Professor Norman Myers is a British scientist and authority on biodiversity. He is currently Fellow at the 21st Century School and Green College Oxford University, Adjunct Professor at Duke University, and a Visiting Professor at the universities of Vermont and Cape Town. He has undertaken research projects and policy appraisals for the World Bank, United Nations agencies, the White House, numerous foundations, the European Commission, and OECD. He has advised several governments, also leaders of the Brundtland Commission, the Rio Earth Summit, the International Conference on Population and Development, the World Food Summit, and the World Summit on Sustainable Development.

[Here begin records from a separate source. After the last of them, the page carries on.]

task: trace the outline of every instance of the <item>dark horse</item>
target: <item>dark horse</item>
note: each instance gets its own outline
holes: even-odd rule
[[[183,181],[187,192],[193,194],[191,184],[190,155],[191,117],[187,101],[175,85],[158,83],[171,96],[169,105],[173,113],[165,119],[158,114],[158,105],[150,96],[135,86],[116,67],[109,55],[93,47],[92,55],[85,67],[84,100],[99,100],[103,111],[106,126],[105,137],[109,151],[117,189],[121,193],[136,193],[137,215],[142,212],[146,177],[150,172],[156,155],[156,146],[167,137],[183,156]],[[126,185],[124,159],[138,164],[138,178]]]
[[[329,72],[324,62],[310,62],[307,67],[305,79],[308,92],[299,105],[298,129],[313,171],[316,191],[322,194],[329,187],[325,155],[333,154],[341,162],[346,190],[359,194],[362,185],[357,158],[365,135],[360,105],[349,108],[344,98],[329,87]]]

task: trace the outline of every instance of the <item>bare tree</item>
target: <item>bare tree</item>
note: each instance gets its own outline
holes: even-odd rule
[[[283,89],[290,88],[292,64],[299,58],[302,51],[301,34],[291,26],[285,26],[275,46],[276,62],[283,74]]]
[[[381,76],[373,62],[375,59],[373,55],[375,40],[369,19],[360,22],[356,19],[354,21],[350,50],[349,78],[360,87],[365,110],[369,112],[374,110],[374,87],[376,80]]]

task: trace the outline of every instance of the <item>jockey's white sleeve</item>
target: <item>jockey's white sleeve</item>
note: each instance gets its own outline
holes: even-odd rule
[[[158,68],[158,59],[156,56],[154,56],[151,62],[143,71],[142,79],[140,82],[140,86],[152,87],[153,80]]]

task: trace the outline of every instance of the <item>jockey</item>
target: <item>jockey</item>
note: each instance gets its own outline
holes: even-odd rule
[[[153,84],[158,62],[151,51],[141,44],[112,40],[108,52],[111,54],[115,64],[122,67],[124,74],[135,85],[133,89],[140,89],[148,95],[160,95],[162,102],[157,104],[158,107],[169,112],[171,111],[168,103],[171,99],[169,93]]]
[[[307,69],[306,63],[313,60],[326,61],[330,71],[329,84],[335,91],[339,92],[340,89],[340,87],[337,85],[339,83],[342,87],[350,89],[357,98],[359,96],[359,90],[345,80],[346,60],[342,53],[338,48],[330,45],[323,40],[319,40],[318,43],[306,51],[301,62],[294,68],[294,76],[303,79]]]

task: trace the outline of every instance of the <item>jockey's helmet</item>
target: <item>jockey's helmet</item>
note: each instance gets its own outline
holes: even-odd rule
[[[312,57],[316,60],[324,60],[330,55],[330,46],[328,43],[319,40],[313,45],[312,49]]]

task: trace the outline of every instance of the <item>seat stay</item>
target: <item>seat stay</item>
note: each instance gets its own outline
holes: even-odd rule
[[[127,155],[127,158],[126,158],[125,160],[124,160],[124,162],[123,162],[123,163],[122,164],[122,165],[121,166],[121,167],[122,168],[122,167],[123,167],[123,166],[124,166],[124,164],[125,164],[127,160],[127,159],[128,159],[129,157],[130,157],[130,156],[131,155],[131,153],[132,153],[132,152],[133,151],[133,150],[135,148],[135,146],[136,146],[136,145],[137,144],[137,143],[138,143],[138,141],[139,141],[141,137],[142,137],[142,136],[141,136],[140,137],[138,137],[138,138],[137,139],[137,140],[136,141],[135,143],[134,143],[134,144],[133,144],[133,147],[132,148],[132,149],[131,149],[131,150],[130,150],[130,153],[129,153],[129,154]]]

In 1997 Myers received a Queen’s Honour for “services to the global environment.” He has been awarded the Volvo Environment Prize, the UNEP Environment Prize and the Blue Planet Prize – only the second environmentalist in the world to receive all three leading prizes. These awards have recognized his work on, for example, the mass extinction of species, tropical deforestation, environmental threats to security, “perverse” subsidies, environmental refugees, and degradation of future evolution.

In the late 1980s Myers originated the biodiversity hotspots thesis, since when it has mobilised over $850 million for conservation, the largest sum ever assigned to a single conservation strategy.

Myers has published over 300 professional papers spanning nine disciplines, 300 popular articles, and 20 books. In 2007 he was listed by Time Magazine as one of 40 “Heroes of the Environment.” Professor Myers’ expertise in both natural and social science has enabled him to contribute responses to a broad range of environmental issues. One of the chief characteristics of his research is his penchant for raising new questions as well as supplying new answers to established questions.